Der Vertrag über gute Nachbarschaft und freundschaftliche Zusammenarbeit, der die deutsch-polnische Verständigung so beflügelt und beschleunigt hat, hätte nicht so schnell ausgehandelt und unterzeichnet werden können, wenn ihm nicht am 12. November 1989 die Versöhnungsmesse in Kreisau vorausgegangen wäre. Bei der Versöhnungsmesse reichten sich der erste nichtkommunistische Ministerpräsident Polens, Tadeusz Mazowiecki, und der Kanzler eines den Weg zur Wiedervereinigung betretenden Deutschlands, Helmut Kohl, den Friedensgruß und verliehen damit dem deutsch-polnischen politischen Dialog eine neue Qualität. Ihre symbolische Friedensgeste während eines christlichen Gottesdienstes war Ausdruck ihrer Überzeugung, dass das tiefe Misstrauen, das Deutsche und Pol*innen trennt, nicht allein durch politische Verhandlungen überwunden werden kann und dass die gegenseitigen Beziehungen nicht nur unter dem Aspekt politischer Interessen betrachtet werden dürfen.

Kreisau ist ein Ort, der den Widerstand gegen Nationalismus und Rechtlosigkeit, den Dialog über Trennungen hinweg sowie die Sehnsucht nach einem freien, demokratischen und geeinten Europa symbolisiert. Es ist kein Zufall, dass sich die beiden Politiker entschlossen haben, gerade hier ein klares Zeichen zu setzen: Dass sie nach Jahrzehnten der Feindschaft, in einer Zeit entscheidender Veränderungen in Mitteleuropa, trotz vieler Unterschiede und Widrigkeiten, gemeinsam eine wertebasierte, partnerschaftliche und freundschaftliche Nachbarschaft aufbauen wollen; dass sie das bilaterale deutsch-polnische Verhältnis im europäischen Kontext verorten; dass laut ihrer Überzeugung die Qualität der europäischen Integration und der Zusammenarbeit zwischen den beiden Teilen des bisher geteilten Europas von der Qualität des deutsch-polnischen Dialogs abhängt.

Der Vertrag und die Internationale Jugendbegegnungsstätte in Kreisau

Der Vertrag besitzt für unsere Stiftung eine besondere Relevanz. Auf seiner Grundlage wurde das Deutsch-Polnische Jugendwerk gegründet, das zur Entwicklung der Internationalen Jugendbegegnungsstätte in Kreisau – eines der größten Zentren seiner Art in Europa – beigetragen hat. In den letzten 30 Jahren wurden dort tausende von Bildungsprojekten mit zehntausenden von jungen Europäer*innen, hauptsächlich Deutschen und Pol*innen, erfolgreich durchgeführt.

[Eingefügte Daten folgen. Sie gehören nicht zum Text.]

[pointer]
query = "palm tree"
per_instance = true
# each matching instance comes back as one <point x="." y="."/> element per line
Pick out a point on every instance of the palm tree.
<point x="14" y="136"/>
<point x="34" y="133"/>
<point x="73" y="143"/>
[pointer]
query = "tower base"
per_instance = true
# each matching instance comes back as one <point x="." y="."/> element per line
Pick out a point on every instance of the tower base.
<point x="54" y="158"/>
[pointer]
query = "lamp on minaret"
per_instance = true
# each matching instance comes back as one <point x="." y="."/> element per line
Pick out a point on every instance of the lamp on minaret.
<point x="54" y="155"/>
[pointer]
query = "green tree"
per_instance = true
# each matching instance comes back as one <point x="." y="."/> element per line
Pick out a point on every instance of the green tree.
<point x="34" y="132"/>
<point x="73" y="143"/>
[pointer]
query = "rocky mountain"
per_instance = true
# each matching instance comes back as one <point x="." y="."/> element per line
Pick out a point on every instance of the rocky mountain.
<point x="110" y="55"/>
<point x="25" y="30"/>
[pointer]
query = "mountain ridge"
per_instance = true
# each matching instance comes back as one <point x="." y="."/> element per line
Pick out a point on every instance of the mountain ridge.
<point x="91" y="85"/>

In Kreisau, aber auch in Oświęcim und an vielen anderen Orten, die Jugendbegegnungen organisieren, fangen junge Menschen an, das jeweilige Nachbarland ohne Vorurteile und Stereotypen wahrzunehmen, sie entdecken die bisher unbekannte Geschichte und Kultur der Nachbarn, lernen Dialog, Solidarität, Respekt vor der Vielfalt. Bei vielen Deutschen und Pol*innen, die sich für den Aufbau guter bilateraler Beziehungen im vereinten Europa engagieren, erwachte das Interesse am Nachbarland während deutsch-polnischer Jugendbegegnungen; mitunter entwickelt sich dieses Interesse dann zu einer lebenslangen Leidenschaft. Diesen Menschen ist es auch zu verdanken, dass der "Fatalismus der Feindschaft" (Stanisław Stomma), der die deutsch-polnischen Beziehungen in der Vergangenheit bestimmte, unsere gemeinsame, gute Zukunft immer weniger gefährdet.

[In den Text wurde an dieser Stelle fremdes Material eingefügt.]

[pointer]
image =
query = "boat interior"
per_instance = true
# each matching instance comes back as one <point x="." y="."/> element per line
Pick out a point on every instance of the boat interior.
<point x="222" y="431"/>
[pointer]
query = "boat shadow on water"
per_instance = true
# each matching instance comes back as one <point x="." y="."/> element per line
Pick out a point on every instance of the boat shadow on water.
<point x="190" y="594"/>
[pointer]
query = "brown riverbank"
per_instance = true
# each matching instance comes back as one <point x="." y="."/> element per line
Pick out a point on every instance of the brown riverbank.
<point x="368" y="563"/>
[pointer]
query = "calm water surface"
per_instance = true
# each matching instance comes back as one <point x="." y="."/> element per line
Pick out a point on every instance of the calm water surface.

Deutschland und Polen in Europa

In den vergangenen 30 Jahren haben unsere Gesellschaften viel erreicht, gleichzeitig haben sie sich selbst stark verändert. Deutschland hat sich vereinigt und als Grundpfeiler der europäischen Integration etabliert. Polen hat die zivilisatorische Rückständigkeit, die aus der kommunistischen Unterjochung resultierte, durch die Mitgliedschaft in der NATO und der Europäischen Union wettgemacht. Dies wäre ohne eine enge Zusammenarbeit zwischen den beiden Ländern nicht möglich gewesen. Ihr gemeinsamer Erfolg war den enormen Anstrengungen der politischen Elite und vieler Vertreter*innen der Zivilgesellschaft zu verdanken. Wir würdigen sowohl die Bemühungen all dieser Menschen als auch deren reale historische Auswirkungen.

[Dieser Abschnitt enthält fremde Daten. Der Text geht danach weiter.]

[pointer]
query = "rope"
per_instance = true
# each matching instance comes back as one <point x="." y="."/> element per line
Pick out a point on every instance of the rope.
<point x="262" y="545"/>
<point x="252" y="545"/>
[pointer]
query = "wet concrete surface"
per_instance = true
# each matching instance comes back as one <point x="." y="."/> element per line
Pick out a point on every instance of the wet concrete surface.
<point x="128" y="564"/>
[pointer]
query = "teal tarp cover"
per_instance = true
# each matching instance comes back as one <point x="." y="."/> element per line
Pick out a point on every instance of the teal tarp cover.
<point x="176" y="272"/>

Trotz der Fortschritte waren die deutsch-polnischen Beziehungen in den letzten Jahrzehnten nicht frei von Spannungen. Diese Spannungen resultierten zumeist daraus, dass Projekte in den Bereichen Politik, Wirtschaft und Erinnerungskultur ohne ausreichende Berücksichtigung der Bedürfnisse des Nachbarn umgesetzt wurden. Allzu oft entpuppte sich "Versöhnung" eher als rhetorische Figur denn als Grundlage der Beziehungen und "Annäherung" eher als politische Taktik denn als Strategie zur Förderung echter Nähe.

Eine kritische Bewertung der Entwicklung der polnisch-deutschen Beziehungen sollte uns jedoch nicht in den Zustand der Abkühlung oder des Misstrauens zurückwerfen, sondern zum vertieften Dialog und einem noch intensiveren Handeln im Sinne einer echten Partnerschaft, Solidarität und Gemeinschaft von Deutschen und Pol*innen im vereinten Europa bewegen. Denn wir müssen bedenken, dass die Alternative in der Rückkehr zu Animositäten und Konflikten zwischen unseren Völkern besteht; angesichts der Probleme, denen sich die Menschheit in den kommenden Jahrzehnten stellen muss, im Schatten mächtiger Staaten, die ihre imperialen Pläne nicht aufgegeben haben, könnte diese Alternative für Deutsche und Pol*innen eine Tragödie bedeuten.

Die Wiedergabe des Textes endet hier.